# Raising deer for meat?



## Back to Nature (Jan 20, 2013)

Has anyone raised deer for meat? If so, how easy was it? And what supplies did you need? (Fencing type, extra feed, etc.)


----------



## Straw Hat Kikos (Jan 20, 2013)

In most cases you need permits and in some cases it is illegal.


----------



## bonbean01 (Jan 20, 2013)

Straw is correct...a deer is a wild animal.

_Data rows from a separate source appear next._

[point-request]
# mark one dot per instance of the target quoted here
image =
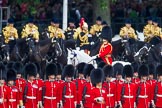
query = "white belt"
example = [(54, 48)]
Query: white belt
[(142, 96), (46, 97), (158, 95), (110, 95), (87, 96), (12, 100), (69, 96), (125, 96), (30, 97)]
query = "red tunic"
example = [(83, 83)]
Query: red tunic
[(144, 95), (12, 96), (99, 94), (31, 95), (105, 53), (128, 95), (70, 94), (88, 98), (111, 94), (3, 96), (51, 94)]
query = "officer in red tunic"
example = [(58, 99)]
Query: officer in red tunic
[(152, 82), (143, 91), (109, 86), (3, 87), (87, 89), (106, 47), (20, 81), (50, 89), (128, 95), (79, 83), (157, 103), (68, 96), (118, 70), (12, 90), (30, 88)]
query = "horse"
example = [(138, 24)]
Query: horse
[(76, 56)]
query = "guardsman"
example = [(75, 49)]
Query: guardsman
[(128, 93), (30, 88), (51, 88), (109, 86), (135, 78), (30, 30), (106, 47), (87, 97), (158, 89), (54, 30), (13, 98), (79, 83), (3, 87), (143, 94), (10, 34), (69, 32), (98, 91), (127, 31), (152, 82), (82, 36), (20, 81), (96, 29), (148, 33), (68, 96), (118, 70)]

When my Dad was baling hay many years ago...he thought he heard a human baby crying...went to investigate and found a tiny fawn beside a dead Mama deer.  He took it home and my Mom knew how to feed it...put a diaper on the little thing and we kept it for a week...lots of photos with my 2 year old nephew....so cute...knew it was illegal and finally called the Ministry of Natural Affairs...they came to get it and cautioned us that they could fine us heavily for keeping it that long.  They gave us a pass, but most places take that seriously.

Little fawn went to the Forestry Farm and we got to visit and for a few visits it remembered us


----------



## WhiteMountainsRanch (Jan 20, 2013)

*You need a permit and at minimum they require an 8' fence.*


----------



## Back to Nature (Jan 20, 2013)

Eight feet? Wow. Seems like it'd be cheaper to just get a hunting/gun permit and hunt them.


----------



## HankTheTank (Jan 20, 2013)

There's a deer farm near-ish to where I live, and the fence has got to be at least 10'


----------



## boothcreek (Jan 20, 2013)

I think the regulations say the fence has to be 8 ft straight up and then 2 ft additionally on top angled inward so they cannot climb the fence. At least most regs I have seen(here they are 9 ft plus 2 ft guard). All States require permits for native deer.


----------



## Back to Nature (Jan 20, 2013)

I think I'll just hunt them, then. That seems like a lot of work. :/ I want to free-range my animals, and it would be difficult to fence enough property for the deer to consider them free-range.


----------